Пастернак глубоко чувствует трагизм этой метафизической дилеммы. И Вотан, с его отчаянным поиском выхода из тупика логического детерминизма, в который он сам себя загнал созданием идеальной утопии Валгаллы; и Зигмунд, с его заведомо безнадежным отрицанием; и наконец, Зигфрид, ставший жертвой беспрепятственности своих побед, — всех их в конце ждет гибель, как сказочных богатырей, выбирающих разные, но равно губительные дороги. Ни одному из них не удается
Выход находится в поведении, по всей видимости совершенно неправильном и до смешного непрестижном. Здесь опять трудно удержаться от аналогии с русской волшебной сказкой, герою которой, в силу своего рода придурковатости, удается выйти — самым наивным и отчасти жульническим образом — из роковых испытаний, погубивших многих более сильных предшественников. Ключ к метафизическому успеху пастернаковского субъекта в том, что он, казалось бы прилежно следуя по определенной ему дороге, умудряется ее «потерять», сбившись куда-то в сторону необъяснимым, даже нелепым образом; и делает это как бы непроизвольно, по неспособности действовать как положено, — неспособности, за чисто отрицательный характер которой он, однако, крепко держится, не позволяя ей кристаллизоваться в преднамеренную позицию (романтического) вызова.
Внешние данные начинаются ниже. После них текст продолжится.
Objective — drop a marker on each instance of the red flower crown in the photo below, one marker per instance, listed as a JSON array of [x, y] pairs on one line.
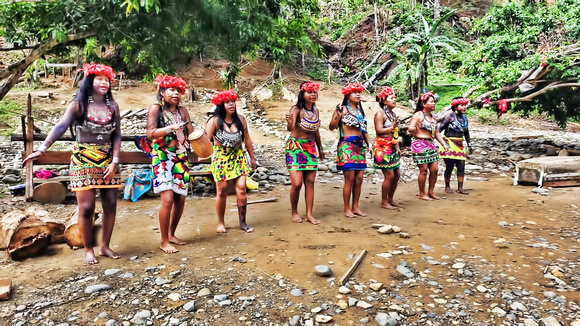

В применении к богатствам познаваемого мира, которыми одаряет гостеприимство науки, эта спасительно-оплошная уклончивость проявляет себя в том, что гость, в явное нарушение норм респектабельного поведения, подарки забрал, но сам не явился:
…где мы ведем себя ненаучно; где нет гостей, а лишь гостеприимство (LJ II: 31).
Это сказано еще до поездки в Марбург (в московских конспектах по Канту). Тем более интересен тот символический смысл, который эта запись придает эпизоду неприхода на обед к Когену, чье приглашение воспринималось как важный знак признания и отличия. В автобиографии весь эпизод представал сплошным хаосом иррациональных импульсивностей: сначала визит в Марбург сестер Высоцких, кульминацией которого явилось драматическое «предложенье», сделанное старшей сестре, и ее (более чем предсказуемый) отказ [68] ; затем, провожая сестер на вокзал, субъект «Охранной грамоты» опаздывает соскочить из тронувшегося поезда и кончает тем, что доезжает с ними до Берлина; едва вернувшись, он получает одновременно два извещения — одно от «петербургской двоюродной сестры», приглашающей приехать повидаться с ней во Франкфурт, другое от Когена с приглашением на обед, и, разумеется, немедленно вновь срывается с места, пренебрегая всяким приличием (только для того, как оказалось, чтобы встретить у Фрейденберг резкий, даже враждебный прием, надолго прервавший их интенсивное общение, — но об этом в автобиографии ни слова) [69] . В действительности встреча с Фрейденберг предшествовала не только приглашению на обед, но и выступлению в семинаре у Когена; свой доклад, следствием которого и явилось приглашение, Пастернак успел сделать в самый день возвращения из Франкфурта. Обед же он пропустил не по небрежению, а потому, что открытка с приглашением пришла во время его очередной поездки — на этот раз в Киссинген, на празднование дня рождения Иды, где присутствовала также Жозефина, в это время, несмотря на молодость (ей было 12 лет), видимо, самый близкий Пастернаку человек в семье. Когда в самый день возвращения он случайно «столкнулся» с Когеном на улице и должен был извиняться за свой неприход, ситуация — по крайней мере, в ее внешнем измерении, — не была такой мучительно неловкой, какой она предстает в автобиографии.
68
Если верить свидетельству Иды Высоцкой, ничего похожего на «предложение» и «отказ» в действительности не было; как бы там ни было, письма Пастернака этого времени позволяют видеть, что уже тогда он воспринимал события именно так, как потом их изобразил в «Охранной грамоте» (Поливанов 2006а: 107).
69
Отношения с Фрейденберг вконец разладились в конце лета, уже после окончательного отъезда Пастернака из Марбурга, когда они встретились в Италии. Их переписка возобновилась лишь в 1920-е годы (Barnes 1989: 145–146).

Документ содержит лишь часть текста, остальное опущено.